We could try to cover these new aspects in an updated abstract before the workshop.

Thank you!

rapw3k commented 5 years ago

Dear @stain:

I am pleased to say that, given the reviewer comments, your submission has been accepted for oral presentation at RO2019.

You are invited to present a 10 minute talk, followed by joint Q&A at end of the session.

You are also welcome to bring along a poster for the informal RO2019 poster session (which may cover work not reflected in this submission).

Note: All RO2019 presenters must register and attend the workshop at eScience 2019 - please take care that you register with the Conference & Workshop option to join the RO2019 workshop on Tue 24 Sept 2019.

Registration fees applies. Note that the IEEE eScience early-bird registration discount expires this Monday - although we are negotiating with the eScience organizers to possibly extend this for presenters. A PhD and Early career grant is also available.

stain commented 4 years ago

Dear @stain (yes that is me)

We are looking forward to hearing your submission presented at the RO2019 workshop in San Diego next week!

You will find the slot for your talk RO-15 in the workshop schedule: http://researchobject.org/ro2019/schedule

Please let us know if you require a different time slot, or the indicated speaker has changed.

Tweets

Feel free to tweet before/during/after the workshop!

We will use the hashtags #ResearchObjects #eScience2019 (plural s)

Slides

If you are presenting slides, we would appreciate if you are able to upload them here: https://www.dropbox.com/request/B1EDF6bNOULm9wS5S7Z7

Format can be html, pdf, pptx, odp (we can convert to PDF)

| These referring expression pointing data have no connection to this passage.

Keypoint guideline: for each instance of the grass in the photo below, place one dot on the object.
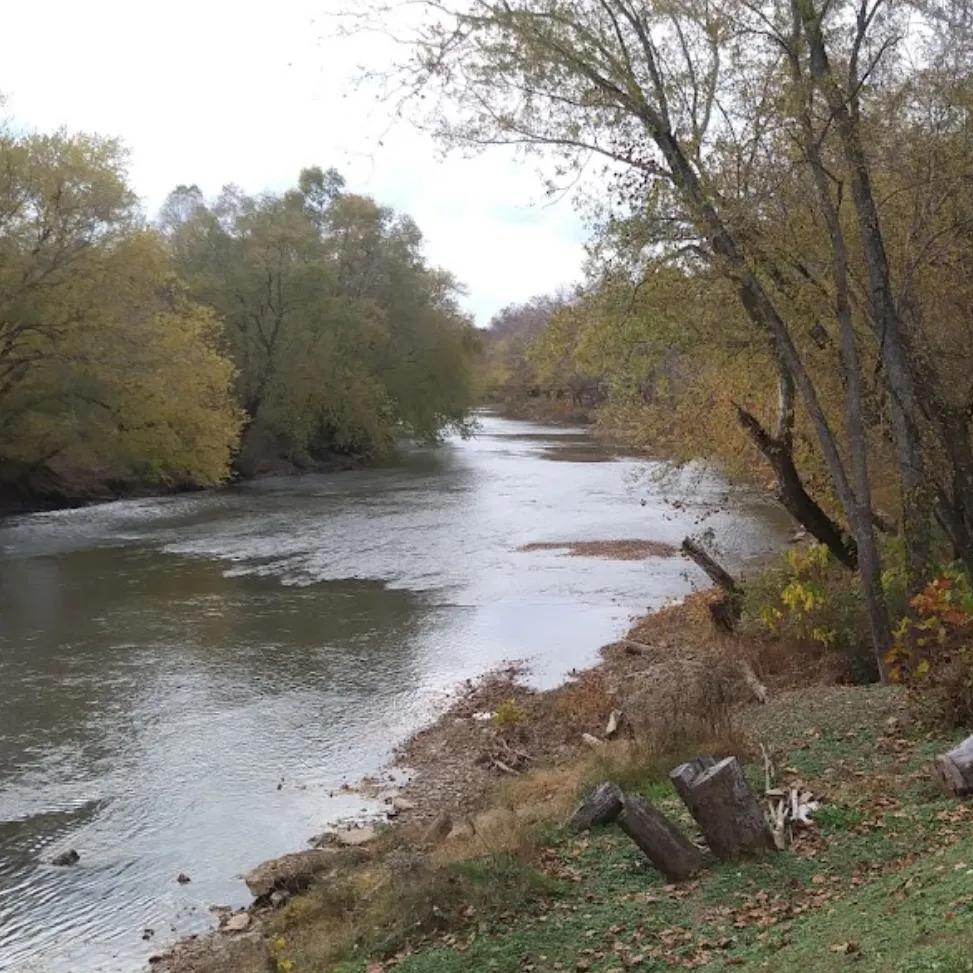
(882, 883)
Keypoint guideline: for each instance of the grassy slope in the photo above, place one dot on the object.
(885, 883)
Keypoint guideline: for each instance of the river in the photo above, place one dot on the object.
(186, 682)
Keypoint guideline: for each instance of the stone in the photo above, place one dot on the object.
(439, 830)
(238, 923)
(293, 872)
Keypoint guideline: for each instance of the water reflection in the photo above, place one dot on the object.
(184, 682)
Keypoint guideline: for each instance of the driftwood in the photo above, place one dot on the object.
(954, 770)
(755, 686)
(669, 850)
(599, 806)
(686, 773)
(724, 611)
(725, 808)
(714, 571)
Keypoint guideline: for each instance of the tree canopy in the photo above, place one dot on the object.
(785, 239)
(134, 356)
(342, 336)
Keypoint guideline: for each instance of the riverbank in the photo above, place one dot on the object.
(477, 871)
(81, 492)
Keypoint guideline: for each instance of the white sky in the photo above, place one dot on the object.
(213, 91)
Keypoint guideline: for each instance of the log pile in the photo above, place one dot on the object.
(717, 795)
(788, 808)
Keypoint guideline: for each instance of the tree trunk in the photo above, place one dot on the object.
(669, 850)
(599, 806)
(725, 611)
(725, 808)
(954, 770)
(794, 498)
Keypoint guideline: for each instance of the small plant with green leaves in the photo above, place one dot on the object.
(509, 713)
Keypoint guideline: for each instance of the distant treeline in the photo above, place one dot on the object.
(247, 333)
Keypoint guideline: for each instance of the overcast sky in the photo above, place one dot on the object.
(213, 91)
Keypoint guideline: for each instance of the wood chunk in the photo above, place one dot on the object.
(599, 806)
(726, 810)
(669, 850)
(954, 770)
(683, 775)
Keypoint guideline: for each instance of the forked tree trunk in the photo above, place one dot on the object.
(599, 806)
(669, 850)
(954, 770)
(725, 808)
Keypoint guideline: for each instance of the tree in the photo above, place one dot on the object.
(344, 339)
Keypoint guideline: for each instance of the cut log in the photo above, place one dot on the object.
(755, 686)
(638, 648)
(669, 850)
(954, 770)
(726, 610)
(686, 773)
(725, 808)
(599, 806)
(714, 571)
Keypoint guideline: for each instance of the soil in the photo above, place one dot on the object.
(621, 550)
(496, 729)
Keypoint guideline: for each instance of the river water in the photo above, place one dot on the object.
(186, 682)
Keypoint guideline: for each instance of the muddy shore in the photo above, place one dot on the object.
(494, 731)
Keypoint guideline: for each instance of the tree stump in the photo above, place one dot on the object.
(600, 806)
(686, 773)
(954, 770)
(669, 850)
(725, 808)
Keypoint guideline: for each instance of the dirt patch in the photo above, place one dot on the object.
(504, 754)
(622, 550)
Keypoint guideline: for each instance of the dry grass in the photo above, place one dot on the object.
(680, 700)
(620, 550)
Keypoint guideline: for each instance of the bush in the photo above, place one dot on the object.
(933, 652)
(811, 600)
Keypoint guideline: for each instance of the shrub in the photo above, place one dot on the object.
(812, 600)
(509, 713)
(933, 652)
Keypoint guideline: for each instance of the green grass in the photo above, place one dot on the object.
(885, 884)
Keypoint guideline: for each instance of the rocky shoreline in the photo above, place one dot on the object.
(455, 765)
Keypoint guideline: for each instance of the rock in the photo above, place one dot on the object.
(439, 830)
(293, 872)
(238, 923)
(356, 837)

I understand you may not have your slides ready yet, but we would appreciate if they are uploaded before your session start.

If your slides are web-based or already on Zenodo, submit their URL here: https://github.com/ResearchObject/ro2019/issues/new/choose

The resolution of the projector is 1920x1080 (16:9 widescreen).

Tip: If you use Twitter, include @YourUsername in the footer!

After the workshop we will upload the slides to Zenodo as CC-BY, please let us know if you require your slides to not be made public.

Zenodo

You may also want to update your Zenodo record to augment your paper/abstract with the slides as a PDF - the DOI links from the Schedule page always to go the latest Zenodo update.

We have noticed some uploads have a mismatch of the author lists. This might be a good time to check the metadata: http://researchobject.org/ro2019/proceedings

Posters

As noted earlier, all accepted speakers are welcome to bring along posters for the "informal" poster session, even if the poster is not directly related to the accepted talk.

The poster should however be relevant to the aims of the RO2019 workshop and not be a pure commercial.

If you bring a poster, please use the 10:05-10:30 coffee break to hang it in the room.

Posters should be no larger than 35” (0.89m) wide by 48” (1.2 m) tall with portrait-style orientation.

Poster presenters are welcomed to do a 2 minute lightning talk during the "unconference" session.

Unconference and collaborative notes

We are welcoming suggestions for activities during the afternoon unconference session, e.g.: lightning talks, posters, demos, breakouts, discussions

Please help add ideas, comments and suggestion in the Collective notes for RO2019 workshop https://s.apache.org/ro2019

You may also use this document for adding URLs and questions during the presentation sessions.